SEPARATE ITEMS of legislation to govern privacy in local internet transactions and to open up the market of internet service providers are to be enacted this year, as Government surfs ahead with plans to develop the local Information Technology sector.
Speaking during the launch of the Gleaner Company's go-kingston.com website on Tuesday, Minister of Industry, Commerce and Technology, Phillip Paulwell said government was committed to using Internet Technology to make its bureaucratic machinery more efficient, but recognises the need to make protect internet transactions by legislation.
He said plans were progressing for a major project in which post offices are to offer internet facilities to allow the members of the public to make income tax payments, process driver's licences and get copies of personal documents. This, the Minister said, would also eliminate the need for persons in rural Jamaica to travel to Kingston to transact certain types of business and spend hours standing in line to do so.
"We want a government that is paperless and without lines," he told his audience at the Kingston and St. Andrew Parish Library.
Mr. Paulwell said that legislation would be forthcoming this year to protect privacy in Internet Transactions, as well as to safeguard intellectual property rights on the internet.
He noted that government was continuing its attempt to "bridge the digital divide" by opening up the market for internet service providers, with cable operators to be allowed by legislation to provide last-mile internet services from mid-year without going through Cable and Wireless.

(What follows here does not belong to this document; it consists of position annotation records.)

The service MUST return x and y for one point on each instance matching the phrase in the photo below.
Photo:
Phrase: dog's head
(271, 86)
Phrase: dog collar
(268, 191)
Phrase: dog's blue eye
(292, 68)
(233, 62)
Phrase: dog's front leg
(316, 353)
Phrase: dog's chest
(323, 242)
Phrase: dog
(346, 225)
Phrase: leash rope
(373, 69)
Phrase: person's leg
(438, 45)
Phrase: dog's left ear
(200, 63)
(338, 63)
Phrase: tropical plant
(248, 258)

"The more we open the market, the more we are driven by competition, is the more we are going to see the fall in price, and the more our people are going to have access to the internet," the Minister said. He said this policy would help increase the number of ordinary Jamaicans with direct internet access from the current figure of 100,000.
Government also plans to negotiate with internet service providers to ensure that schools will no longer have to pay for internet access, he said.